All I did was roll my eyes; I had already learned how to tame the fire.
That year I was promoted to Secondary school and I began my ninth year with high hopes and even bigger dreams. During the summer, I had traveled to small towns with my family. While my father was busy with "duties" and my mother shopped, I wandered the towns and watched other benders at work. I learned from their different bending styles. I explored libraries, and found ancient bending scrolls. I copied down the stances and tried them at home.
Now that I was going to start in a new school, I planned to make my mark. My mother finally let me work out my own wardrobe. I was pleased, and hoped that jeans, skirts, leggings, and shirts would somehow show everyone that I was a normal girl. Unfortunately, they realized it only too quickly.
My second day of school was ended by a fight in firebending class.

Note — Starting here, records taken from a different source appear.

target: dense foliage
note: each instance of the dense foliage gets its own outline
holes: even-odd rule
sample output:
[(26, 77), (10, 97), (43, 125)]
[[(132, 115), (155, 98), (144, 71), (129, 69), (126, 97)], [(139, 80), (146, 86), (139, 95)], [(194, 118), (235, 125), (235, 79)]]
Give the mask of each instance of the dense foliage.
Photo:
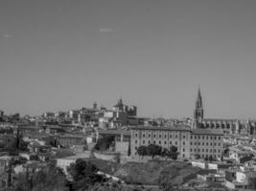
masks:
[(90, 161), (79, 159), (68, 168), (68, 173), (73, 179), (72, 190), (87, 190), (96, 182), (104, 182), (106, 179), (98, 175), (98, 168)]
[(161, 156), (163, 158), (170, 158), (176, 159), (178, 156), (177, 148), (175, 146), (171, 146), (169, 149), (163, 148), (159, 145), (150, 144), (148, 146), (139, 146), (137, 148), (137, 153), (139, 156), (151, 156), (153, 159), (155, 156)]
[(114, 140), (114, 136), (105, 136), (98, 139), (94, 148), (97, 151), (106, 151), (107, 149), (109, 149), (110, 145), (113, 143)]
[(65, 175), (56, 166), (49, 163), (38, 171), (32, 169), (19, 173), (15, 178), (14, 191), (65, 191)]

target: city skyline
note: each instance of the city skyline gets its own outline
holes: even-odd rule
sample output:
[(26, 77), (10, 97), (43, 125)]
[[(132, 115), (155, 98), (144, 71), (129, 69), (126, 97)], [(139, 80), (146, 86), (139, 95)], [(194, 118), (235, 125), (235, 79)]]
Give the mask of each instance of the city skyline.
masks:
[(256, 2), (160, 2), (1, 1), (0, 110), (256, 118)]

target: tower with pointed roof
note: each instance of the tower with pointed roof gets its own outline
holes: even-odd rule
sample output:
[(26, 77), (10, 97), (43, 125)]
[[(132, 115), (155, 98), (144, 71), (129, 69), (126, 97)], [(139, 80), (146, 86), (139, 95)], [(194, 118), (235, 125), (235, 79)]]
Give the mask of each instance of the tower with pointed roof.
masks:
[(203, 119), (203, 107), (200, 88), (198, 88), (198, 97), (196, 100), (196, 109), (194, 111), (194, 125), (196, 128), (199, 128)]

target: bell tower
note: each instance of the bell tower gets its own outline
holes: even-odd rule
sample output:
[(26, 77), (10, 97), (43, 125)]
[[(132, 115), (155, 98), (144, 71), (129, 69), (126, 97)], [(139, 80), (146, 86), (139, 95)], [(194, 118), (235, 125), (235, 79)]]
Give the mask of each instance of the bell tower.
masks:
[(196, 100), (196, 109), (194, 111), (194, 125), (196, 128), (199, 128), (203, 119), (203, 107), (200, 88), (198, 88), (198, 97)]

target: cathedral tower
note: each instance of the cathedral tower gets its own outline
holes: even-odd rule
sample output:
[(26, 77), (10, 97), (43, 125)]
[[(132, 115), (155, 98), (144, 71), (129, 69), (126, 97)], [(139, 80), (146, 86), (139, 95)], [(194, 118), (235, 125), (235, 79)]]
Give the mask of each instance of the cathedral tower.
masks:
[(198, 88), (198, 97), (196, 100), (196, 109), (194, 111), (194, 125), (196, 128), (199, 128), (203, 119), (203, 107), (200, 88)]

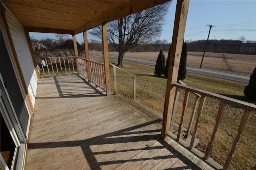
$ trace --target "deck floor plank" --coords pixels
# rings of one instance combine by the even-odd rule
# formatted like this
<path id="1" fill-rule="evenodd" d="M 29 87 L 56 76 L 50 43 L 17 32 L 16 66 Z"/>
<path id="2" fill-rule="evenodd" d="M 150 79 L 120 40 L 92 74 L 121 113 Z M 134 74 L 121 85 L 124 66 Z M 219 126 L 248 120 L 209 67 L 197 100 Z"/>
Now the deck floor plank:
<path id="1" fill-rule="evenodd" d="M 118 98 L 105 96 L 80 76 L 39 80 L 35 106 L 26 170 L 156 170 L 184 165 L 211 169 L 173 140 L 160 139 L 162 120 L 152 121 Z"/>

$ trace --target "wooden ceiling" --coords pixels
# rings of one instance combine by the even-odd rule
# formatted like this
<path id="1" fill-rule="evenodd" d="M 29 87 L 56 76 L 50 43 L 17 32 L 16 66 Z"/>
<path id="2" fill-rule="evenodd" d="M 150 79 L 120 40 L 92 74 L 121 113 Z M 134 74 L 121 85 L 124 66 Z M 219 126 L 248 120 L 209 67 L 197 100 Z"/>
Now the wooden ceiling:
<path id="1" fill-rule="evenodd" d="M 30 32 L 75 35 L 168 1 L 4 0 Z"/>

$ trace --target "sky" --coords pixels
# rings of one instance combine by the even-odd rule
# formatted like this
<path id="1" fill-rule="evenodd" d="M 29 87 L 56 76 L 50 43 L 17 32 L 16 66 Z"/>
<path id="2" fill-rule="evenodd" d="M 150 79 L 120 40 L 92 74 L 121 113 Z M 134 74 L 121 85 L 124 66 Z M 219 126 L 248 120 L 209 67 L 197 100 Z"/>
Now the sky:
<path id="1" fill-rule="evenodd" d="M 173 0 L 165 18 L 160 37 L 171 43 L 174 24 L 176 0 Z M 190 0 L 185 31 L 185 41 L 206 39 L 209 33 L 208 25 L 212 27 L 209 39 L 238 39 L 244 36 L 246 40 L 256 41 L 256 1 Z M 54 34 L 30 33 L 30 36 L 40 40 L 48 36 L 55 39 Z M 82 33 L 76 35 L 79 43 L 83 41 Z M 72 38 L 71 35 L 70 36 Z M 89 42 L 93 37 L 88 34 Z"/>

Another girl saw me training alone and decided to "show me who's the boss". I won, but paid the price by being expelled.
My wealthy father stepped in, giving the school a "generous donation". I was readmitted but lost all hope of ever getting friends. I was relabeled as the rich girl. As her way of keeping her little girl safe, my mother took over my wardrobe once again.
All throughout my last three year years, I found that I left plenty of marks...all in the wrong places. I did academically well. However, I was a social disaster. Every week someone new was after me. The phrase, "there will always be someone better than you" did not apply. No one cared about how good I was, all they wanted to do was get the rich girl out for good.

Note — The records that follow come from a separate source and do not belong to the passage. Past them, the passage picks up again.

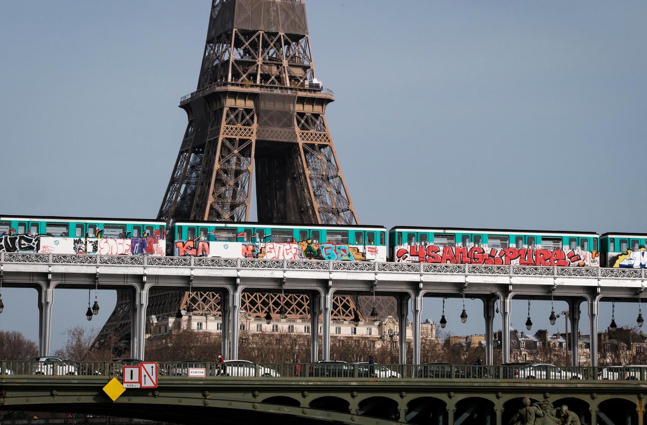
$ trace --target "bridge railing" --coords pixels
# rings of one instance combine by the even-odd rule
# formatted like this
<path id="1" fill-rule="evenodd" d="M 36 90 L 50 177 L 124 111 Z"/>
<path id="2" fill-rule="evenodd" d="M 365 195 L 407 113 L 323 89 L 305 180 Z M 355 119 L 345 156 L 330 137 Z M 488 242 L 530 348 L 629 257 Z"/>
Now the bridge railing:
<path id="1" fill-rule="evenodd" d="M 121 378 L 123 367 L 137 363 L 123 362 L 0 362 L 0 377 L 54 375 L 89 376 Z M 159 375 L 193 378 L 294 378 L 304 379 L 477 379 L 499 380 L 609 380 L 647 381 L 647 365 L 555 366 L 547 364 L 520 365 L 453 365 L 446 363 L 421 365 L 319 363 L 270 363 L 190 360 L 158 364 Z"/>

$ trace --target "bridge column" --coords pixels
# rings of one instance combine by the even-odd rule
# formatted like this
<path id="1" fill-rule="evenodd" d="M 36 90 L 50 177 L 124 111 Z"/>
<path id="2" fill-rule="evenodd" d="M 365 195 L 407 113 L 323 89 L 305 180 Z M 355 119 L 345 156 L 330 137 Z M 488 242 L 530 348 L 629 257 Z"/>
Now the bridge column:
<path id="1" fill-rule="evenodd" d="M 330 315 L 333 312 L 333 291 L 330 289 L 322 303 L 322 360 L 330 360 Z"/>
<path id="2" fill-rule="evenodd" d="M 579 347 L 578 338 L 580 333 L 580 300 L 576 300 L 569 301 L 568 309 L 569 310 L 569 320 L 571 321 L 571 364 L 573 366 L 578 365 L 580 362 Z M 593 335 L 591 335 L 593 336 Z M 595 336 L 597 338 L 597 335 Z"/>
<path id="3" fill-rule="evenodd" d="M 144 283 L 135 289 L 134 297 L 131 297 L 131 310 L 130 332 L 130 355 L 135 358 L 144 360 L 146 336 L 146 307 L 148 306 L 148 289 L 150 285 Z"/>
<path id="4" fill-rule="evenodd" d="M 501 314 L 503 318 L 501 330 L 501 363 L 510 362 L 510 311 L 512 301 L 512 296 L 508 294 L 501 303 Z"/>
<path id="5" fill-rule="evenodd" d="M 234 292 L 230 296 L 230 322 L 232 325 L 229 329 L 231 332 L 231 353 L 230 360 L 238 358 L 238 334 L 240 332 L 240 311 L 241 311 L 241 289 L 236 287 Z"/>
<path id="6" fill-rule="evenodd" d="M 321 295 L 318 292 L 310 294 L 310 362 L 314 363 L 319 357 L 319 311 L 321 310 Z"/>
<path id="7" fill-rule="evenodd" d="M 494 305 L 496 297 L 483 300 L 483 317 L 485 318 L 485 364 L 491 366 L 494 358 Z"/>
<path id="8" fill-rule="evenodd" d="M 54 285 L 48 281 L 36 290 L 38 291 L 38 355 L 45 356 L 50 355 Z"/>
<path id="9" fill-rule="evenodd" d="M 413 334 L 413 364 L 420 364 L 420 321 L 422 314 L 422 294 L 418 292 L 415 298 L 411 300 L 412 320 L 411 333 Z"/>
<path id="10" fill-rule="evenodd" d="M 600 304 L 597 298 L 589 300 L 588 303 L 589 320 L 591 321 L 591 336 L 589 338 L 591 366 L 595 367 L 598 365 L 598 309 Z"/>
<path id="11" fill-rule="evenodd" d="M 409 310 L 409 296 L 398 296 L 398 327 L 400 328 L 400 364 L 406 364 L 406 318 Z"/>

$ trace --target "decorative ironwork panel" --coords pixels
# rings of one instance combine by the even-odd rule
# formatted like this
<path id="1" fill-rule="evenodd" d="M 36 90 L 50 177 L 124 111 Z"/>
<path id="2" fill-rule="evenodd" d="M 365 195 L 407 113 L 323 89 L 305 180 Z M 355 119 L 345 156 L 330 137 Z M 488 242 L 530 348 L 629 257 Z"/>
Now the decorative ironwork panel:
<path id="1" fill-rule="evenodd" d="M 378 272 L 402 272 L 406 273 L 419 273 L 419 263 L 379 263 L 377 265 Z"/>
<path id="2" fill-rule="evenodd" d="M 631 268 L 600 268 L 600 276 L 602 278 L 621 278 L 625 279 L 640 279 L 641 270 Z"/>
<path id="3" fill-rule="evenodd" d="M 463 264 L 425 264 L 422 266 L 425 273 L 461 273 L 465 272 Z"/>

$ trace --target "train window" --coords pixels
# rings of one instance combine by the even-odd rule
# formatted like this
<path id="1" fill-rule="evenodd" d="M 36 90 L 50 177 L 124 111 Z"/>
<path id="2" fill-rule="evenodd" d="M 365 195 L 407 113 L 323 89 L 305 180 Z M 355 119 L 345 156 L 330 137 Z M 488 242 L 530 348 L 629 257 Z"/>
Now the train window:
<path id="1" fill-rule="evenodd" d="M 589 250 L 589 238 L 587 237 L 580 237 L 580 248 L 582 251 Z"/>
<path id="2" fill-rule="evenodd" d="M 620 252 L 626 252 L 628 250 L 627 249 L 629 245 L 627 245 L 627 239 L 620 239 Z"/>
<path id="3" fill-rule="evenodd" d="M 433 234 L 433 245 L 436 246 L 454 246 L 456 245 L 456 236 L 442 233 Z"/>
<path id="4" fill-rule="evenodd" d="M 217 227 L 214 230 L 216 242 L 236 242 L 238 240 L 238 229 L 234 227 Z"/>
<path id="5" fill-rule="evenodd" d="M 542 237 L 542 248 L 545 250 L 561 250 L 564 249 L 562 245 L 561 237 Z"/>
<path id="6" fill-rule="evenodd" d="M 45 226 L 45 233 L 47 236 L 67 236 L 69 232 L 70 226 L 67 223 L 49 223 Z"/>
<path id="7" fill-rule="evenodd" d="M 507 248 L 510 245 L 510 237 L 507 235 L 488 235 L 488 248 L 501 249 Z"/>
<path id="8" fill-rule="evenodd" d="M 366 232 L 366 245 L 375 245 L 375 234 L 373 232 Z"/>
<path id="9" fill-rule="evenodd" d="M 292 229 L 272 229 L 272 242 L 291 243 L 293 239 Z"/>
<path id="10" fill-rule="evenodd" d="M 347 230 L 335 230 L 334 232 L 329 230 L 327 232 L 327 235 L 326 239 L 328 243 L 336 245 L 345 245 L 348 243 L 348 231 Z"/>

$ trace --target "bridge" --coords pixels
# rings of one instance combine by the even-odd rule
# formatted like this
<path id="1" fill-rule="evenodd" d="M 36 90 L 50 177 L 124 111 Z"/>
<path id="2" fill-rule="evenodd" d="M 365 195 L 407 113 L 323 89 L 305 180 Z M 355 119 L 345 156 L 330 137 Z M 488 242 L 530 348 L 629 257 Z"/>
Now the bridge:
<path id="1" fill-rule="evenodd" d="M 272 364 L 228 365 L 226 374 L 219 375 L 217 364 L 204 364 L 199 365 L 206 376 L 189 377 L 186 364 L 160 364 L 161 373 L 180 376 L 160 376 L 157 388 L 128 389 L 113 402 L 102 388 L 118 376 L 121 365 L 67 363 L 74 367 L 71 375 L 32 375 L 43 370 L 39 364 L 43 364 L 3 362 L 0 409 L 128 415 L 192 425 L 214 418 L 232 425 L 501 424 L 528 397 L 556 408 L 565 404 L 583 423 L 645 423 L 644 367 L 611 375 L 609 369 L 590 367 L 375 365 L 373 369 Z M 385 369 L 389 373 L 382 373 Z"/>
<path id="2" fill-rule="evenodd" d="M 322 353 L 329 360 L 333 294 L 394 296 L 398 300 L 400 334 L 413 322 L 413 362 L 420 363 L 421 317 L 426 296 L 479 298 L 485 319 L 486 364 L 492 364 L 494 306 L 500 300 L 502 329 L 510 328 L 513 298 L 561 300 L 568 302 L 572 364 L 578 361 L 577 329 L 580 304 L 586 302 L 591 334 L 597 334 L 599 302 L 635 300 L 642 293 L 646 272 L 641 268 L 541 267 L 519 265 L 305 261 L 198 257 L 79 256 L 0 253 L 0 281 L 5 287 L 30 287 L 38 292 L 39 342 L 42 356 L 50 354 L 50 329 L 56 288 L 127 289 L 135 312 L 132 356 L 144 358 L 146 311 L 151 289 L 217 291 L 223 300 L 223 352 L 238 353 L 238 315 L 243 291 L 284 290 L 307 294 L 311 311 L 321 312 Z M 410 301 L 410 312 L 409 305 Z M 319 318 L 312 315 L 311 360 L 318 353 Z M 510 359 L 508 332 L 502 332 L 503 359 Z M 591 365 L 597 365 L 597 340 L 591 338 Z M 400 362 L 406 342 L 400 341 Z"/>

I accepted their demands for a fight. After school, it was the first thing on my agenda. As soon as all the fighting was over, I went straight to a healer and was cured of all, if any, bruises. When I got home, I was freed from interrogation by saying that I was participating in additional firebending training. Naturally, this pleased my father.
Occasionally he would demand that I should him "a new move". Because of my summers of studying bending styles and positions, I was able to satisfy him by showing him one I had already known. Neither of my parents knew of the fights. Nor did they know of my poor discipline in firebending class. Until my final to graduate the class came along.

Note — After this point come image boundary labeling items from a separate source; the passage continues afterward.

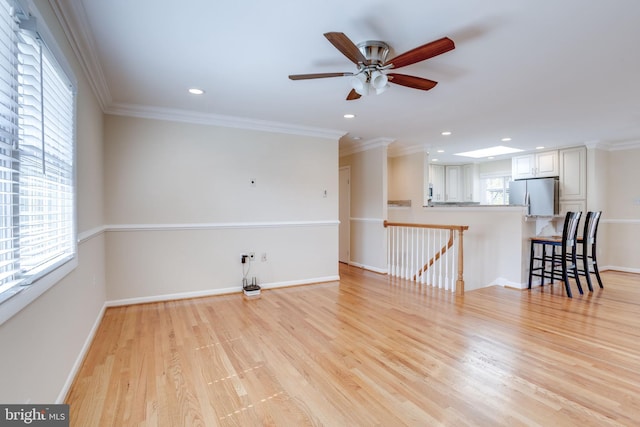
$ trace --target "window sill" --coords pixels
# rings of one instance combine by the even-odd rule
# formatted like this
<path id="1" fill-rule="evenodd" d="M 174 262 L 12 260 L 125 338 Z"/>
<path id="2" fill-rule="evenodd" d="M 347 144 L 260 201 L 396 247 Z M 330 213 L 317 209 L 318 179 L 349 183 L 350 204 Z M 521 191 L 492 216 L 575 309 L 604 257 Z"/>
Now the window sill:
<path id="1" fill-rule="evenodd" d="M 77 256 L 51 271 L 46 276 L 24 286 L 21 290 L 0 303 L 0 325 L 18 314 L 23 308 L 35 301 L 40 295 L 60 282 L 78 266 Z"/>

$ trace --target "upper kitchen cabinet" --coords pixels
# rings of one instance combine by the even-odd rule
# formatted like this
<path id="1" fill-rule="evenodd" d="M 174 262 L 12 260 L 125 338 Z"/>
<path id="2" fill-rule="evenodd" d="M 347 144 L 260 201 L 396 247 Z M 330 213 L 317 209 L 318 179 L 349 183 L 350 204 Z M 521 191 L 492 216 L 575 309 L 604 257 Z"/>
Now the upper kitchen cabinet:
<path id="1" fill-rule="evenodd" d="M 462 202 L 462 167 L 447 165 L 444 167 L 445 200 L 447 202 Z"/>
<path id="2" fill-rule="evenodd" d="M 444 165 L 429 165 L 429 183 L 431 201 L 444 202 Z"/>
<path id="3" fill-rule="evenodd" d="M 558 151 L 523 154 L 511 159 L 512 179 L 559 176 Z"/>

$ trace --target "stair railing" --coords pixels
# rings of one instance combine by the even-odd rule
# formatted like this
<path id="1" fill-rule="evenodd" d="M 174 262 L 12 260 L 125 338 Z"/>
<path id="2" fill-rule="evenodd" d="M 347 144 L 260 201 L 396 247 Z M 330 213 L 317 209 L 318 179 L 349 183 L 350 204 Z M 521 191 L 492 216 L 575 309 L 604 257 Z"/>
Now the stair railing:
<path id="1" fill-rule="evenodd" d="M 384 222 L 390 276 L 464 293 L 463 233 L 468 225 Z"/>

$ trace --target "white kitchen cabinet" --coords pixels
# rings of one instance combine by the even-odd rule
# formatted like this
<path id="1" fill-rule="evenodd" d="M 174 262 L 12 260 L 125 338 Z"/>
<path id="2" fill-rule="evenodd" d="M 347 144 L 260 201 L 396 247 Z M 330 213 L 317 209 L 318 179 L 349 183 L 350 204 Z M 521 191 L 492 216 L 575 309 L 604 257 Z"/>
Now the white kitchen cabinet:
<path id="1" fill-rule="evenodd" d="M 462 201 L 462 167 L 457 165 L 447 165 L 445 170 L 445 201 L 461 202 Z"/>
<path id="2" fill-rule="evenodd" d="M 444 165 L 429 166 L 429 183 L 431 184 L 431 201 L 444 202 Z"/>
<path id="3" fill-rule="evenodd" d="M 479 198 L 478 167 L 475 164 L 462 165 L 462 201 L 473 202 Z"/>
<path id="4" fill-rule="evenodd" d="M 565 216 L 567 212 L 582 212 L 582 215 L 586 215 L 587 202 L 586 200 L 560 200 L 559 201 L 559 214 Z"/>
<path id="5" fill-rule="evenodd" d="M 511 169 L 513 179 L 558 176 L 558 151 L 514 156 L 511 158 Z"/>
<path id="6" fill-rule="evenodd" d="M 559 151 L 560 200 L 586 200 L 587 149 L 567 148 Z"/>

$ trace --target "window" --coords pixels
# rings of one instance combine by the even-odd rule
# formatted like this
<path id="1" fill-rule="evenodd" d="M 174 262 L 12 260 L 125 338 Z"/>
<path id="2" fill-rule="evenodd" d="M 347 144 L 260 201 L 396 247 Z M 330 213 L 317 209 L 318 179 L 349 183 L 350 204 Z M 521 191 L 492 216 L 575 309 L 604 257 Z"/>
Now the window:
<path id="1" fill-rule="evenodd" d="M 0 303 L 77 251 L 75 89 L 17 6 L 0 0 Z"/>
<path id="2" fill-rule="evenodd" d="M 480 177 L 480 203 L 484 205 L 508 205 L 511 175 L 485 175 Z"/>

After four years of secondary school, all students have to take an exit final. I did well on my academic tests. However, my firebending final was a challenge. The new master stressed discipline as much as the previous.
He said: "Each student will duel each other and I shall determine whether you have the skills to receive your diploma."
The finals began. Students fought and fought well. It was not about winning, it was about skill and the level of mastery. I figured that I would pass easily.
My turn came and I put everything I had into my flames, my heart and soul poured into them. I fought my opponent, avoiding most of his attacks and hitting him where it hurt most. One may have thought that it was more of a show; I danced about on the mat, using multiple-colored flames.
Unfortunately, I made a horrible mistake.
As the master gave the pass or fail to the students who tested that day, he turned to me. His stare killed me. His words buried me.
"You have no right to be a firebender. You have no discipline, no order. You are a disgrace! You make a show out of something that has built its reputation for centuries! You shall not receive your diploma!"
My world fell apart at that very moment. My hopes of ever making my father proud were shattered. My dreams of convincing my parents that I was an able young woman were sucked down the drain. Even worse was the ridicule I received from my peers. They never let me rest from being called a "disgrace". They talked behind my back. Someone even said, "The Great Fire Lord Zuko would have been ashamed of her."
I pondered the historical leader. Would he really be ashamed of me? After all, he too was a disgrace to his country. His reason was far nobler than mine however; he joined avatar Aang. As for me, I was disgrace for not being disciplined and not "taking firebending seriously".
I could not bring myself up to tell my parents what had happened. For the rest of the school day, I planned how I was going to run away. I am Kimura and this is my story.